Fiziğin önündeki çimlerde oturup, kalplerimizi derinden sarsan o umarsız çocuksu aşklarımızdan bahsedelim. Yıllar önce seyredip hala unutmadığımız bir filmden bahseder gibi hangimizin aklında hangi sahne kalmış o aşklardan anlatalım. Aşk deyinde parfüm kokusu ne hatırlatacak hepimize? Yine ben güldürücem sizi. Neydi o parfümün adı? Bakın gördünüz mü aşklarımız bile ne çocuksu ne tertemizdi.
Bugünleri hiç hesaba katmadan sadece o günlerden konuşalım bir kaç saat. Bakalım unutmuşmuyuz gülmeyi geleceğine dertlendiğimiz ülkenin gölgesinde, kaybetmişmiyiz hayallerimizi düş kırıkları yüzünden.
Mesela size son bir kaç yıldır hiç hayal kuramadığımı ve hiç bir şeyin beni bu kadar üzmediğini anlatırım. Annem yıllar önce ” Hayal kurmaktan vazgeçtiğinde ölür insan” demişti. İçimdeki çocuğu mu kaybettim? Hani gökyüzü gibiydi çocukluk hiç bir yere gitmezdi. Kaybettiğimiz masumiyetimiz gibi o da gizli bir kutuda dursun diplerde köşelerde. Yangında ilk kurtarılacaklar listesinde ilk sıralarda.
Biliyorum hiç hesaplar yapmadan anlatırız her şeyi, yanlış anlaşılmaktan korkmadan. Belki de şimdi her zamankinden daha çok ihtiyacımız var birbirimize gittikçe yalnızlaşıyoruz. Konuştukça zarar görmekten, sevdiklerimizi üzmemek için susmaktan ya da mış gibi yapmaktan hem çok yorgunuz hem de çok yalnız.

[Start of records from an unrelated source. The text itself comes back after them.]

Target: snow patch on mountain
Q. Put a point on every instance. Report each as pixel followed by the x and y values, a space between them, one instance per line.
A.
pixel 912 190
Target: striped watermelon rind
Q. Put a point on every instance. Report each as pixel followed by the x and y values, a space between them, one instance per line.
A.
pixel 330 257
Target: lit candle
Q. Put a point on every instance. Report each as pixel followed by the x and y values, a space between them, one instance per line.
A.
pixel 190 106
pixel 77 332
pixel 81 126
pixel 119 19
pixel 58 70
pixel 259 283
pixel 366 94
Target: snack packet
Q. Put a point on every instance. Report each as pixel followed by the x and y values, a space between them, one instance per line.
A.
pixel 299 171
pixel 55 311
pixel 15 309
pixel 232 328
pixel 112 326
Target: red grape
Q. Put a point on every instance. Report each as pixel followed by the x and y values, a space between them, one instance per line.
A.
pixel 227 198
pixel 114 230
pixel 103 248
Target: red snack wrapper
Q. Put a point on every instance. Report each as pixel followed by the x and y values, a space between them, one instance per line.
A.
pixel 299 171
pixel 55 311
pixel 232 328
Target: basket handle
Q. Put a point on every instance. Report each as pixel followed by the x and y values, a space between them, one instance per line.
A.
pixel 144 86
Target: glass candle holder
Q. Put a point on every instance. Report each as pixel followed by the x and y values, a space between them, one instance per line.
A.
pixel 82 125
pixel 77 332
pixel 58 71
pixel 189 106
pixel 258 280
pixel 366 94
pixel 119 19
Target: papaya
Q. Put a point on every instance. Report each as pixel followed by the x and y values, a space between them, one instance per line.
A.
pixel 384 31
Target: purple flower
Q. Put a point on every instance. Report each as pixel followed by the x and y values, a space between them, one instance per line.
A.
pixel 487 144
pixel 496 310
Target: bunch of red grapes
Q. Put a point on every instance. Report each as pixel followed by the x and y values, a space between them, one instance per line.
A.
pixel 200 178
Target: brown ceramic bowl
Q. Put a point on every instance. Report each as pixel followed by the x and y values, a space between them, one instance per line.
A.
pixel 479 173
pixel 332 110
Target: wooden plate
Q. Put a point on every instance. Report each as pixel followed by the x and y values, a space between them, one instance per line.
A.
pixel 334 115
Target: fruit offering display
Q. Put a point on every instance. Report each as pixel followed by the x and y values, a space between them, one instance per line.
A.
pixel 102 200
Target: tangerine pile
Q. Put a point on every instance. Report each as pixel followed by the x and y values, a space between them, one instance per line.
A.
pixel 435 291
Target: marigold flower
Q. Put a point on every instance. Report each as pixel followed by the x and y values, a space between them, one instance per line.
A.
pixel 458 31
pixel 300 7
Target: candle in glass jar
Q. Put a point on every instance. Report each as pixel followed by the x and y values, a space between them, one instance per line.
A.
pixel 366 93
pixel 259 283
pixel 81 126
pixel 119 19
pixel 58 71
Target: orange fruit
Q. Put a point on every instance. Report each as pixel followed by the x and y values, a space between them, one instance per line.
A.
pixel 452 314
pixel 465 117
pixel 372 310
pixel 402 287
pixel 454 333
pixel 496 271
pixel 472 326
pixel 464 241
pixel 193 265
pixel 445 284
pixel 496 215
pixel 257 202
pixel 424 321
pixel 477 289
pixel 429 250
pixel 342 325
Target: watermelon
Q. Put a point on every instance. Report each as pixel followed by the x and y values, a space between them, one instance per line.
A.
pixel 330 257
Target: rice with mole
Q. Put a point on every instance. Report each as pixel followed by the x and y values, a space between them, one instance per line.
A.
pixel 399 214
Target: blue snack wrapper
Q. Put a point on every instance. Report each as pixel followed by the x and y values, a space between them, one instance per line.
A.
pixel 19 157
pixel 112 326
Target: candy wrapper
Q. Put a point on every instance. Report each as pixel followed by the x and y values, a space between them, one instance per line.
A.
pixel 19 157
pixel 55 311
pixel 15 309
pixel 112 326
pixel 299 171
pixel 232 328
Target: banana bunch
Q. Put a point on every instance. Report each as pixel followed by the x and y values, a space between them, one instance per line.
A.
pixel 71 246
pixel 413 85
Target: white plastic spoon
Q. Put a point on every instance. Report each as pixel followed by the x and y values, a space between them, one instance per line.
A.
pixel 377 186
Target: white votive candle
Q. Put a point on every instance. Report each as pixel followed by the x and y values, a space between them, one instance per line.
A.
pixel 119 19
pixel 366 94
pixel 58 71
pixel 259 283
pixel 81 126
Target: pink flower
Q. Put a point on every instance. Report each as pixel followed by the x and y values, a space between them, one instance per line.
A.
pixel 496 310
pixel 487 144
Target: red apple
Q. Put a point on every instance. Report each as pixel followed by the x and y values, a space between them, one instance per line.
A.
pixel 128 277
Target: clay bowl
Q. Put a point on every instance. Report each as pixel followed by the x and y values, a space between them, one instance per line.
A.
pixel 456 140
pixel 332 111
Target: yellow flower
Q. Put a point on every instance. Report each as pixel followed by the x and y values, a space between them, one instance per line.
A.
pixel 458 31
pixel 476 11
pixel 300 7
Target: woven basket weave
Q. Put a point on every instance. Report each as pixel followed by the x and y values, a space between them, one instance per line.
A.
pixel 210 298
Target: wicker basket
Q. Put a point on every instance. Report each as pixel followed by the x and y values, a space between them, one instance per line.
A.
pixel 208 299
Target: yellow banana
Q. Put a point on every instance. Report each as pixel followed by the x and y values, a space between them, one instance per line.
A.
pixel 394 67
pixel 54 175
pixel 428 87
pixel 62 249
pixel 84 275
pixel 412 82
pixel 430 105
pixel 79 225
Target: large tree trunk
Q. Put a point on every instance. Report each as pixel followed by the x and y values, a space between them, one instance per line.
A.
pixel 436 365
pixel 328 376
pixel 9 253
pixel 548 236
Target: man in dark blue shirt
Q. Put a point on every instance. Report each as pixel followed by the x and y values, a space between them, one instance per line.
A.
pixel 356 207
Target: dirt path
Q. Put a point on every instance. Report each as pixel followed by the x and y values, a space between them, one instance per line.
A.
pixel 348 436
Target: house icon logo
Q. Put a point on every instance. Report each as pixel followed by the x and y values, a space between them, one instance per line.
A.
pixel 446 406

Hadi binlerce kilometre öteden çık gel, sen de gel, sen de buluşalım hayatımızın belki de en uçarı en mutlu yıllarının sahnesinde. Bahar şenliklerinde el ele tutuşarak sevgi çemberi yaptığımız o kocaman kampüsün küçücük bir noktasında sevgiyle sarılalım birbirimize. Hadi!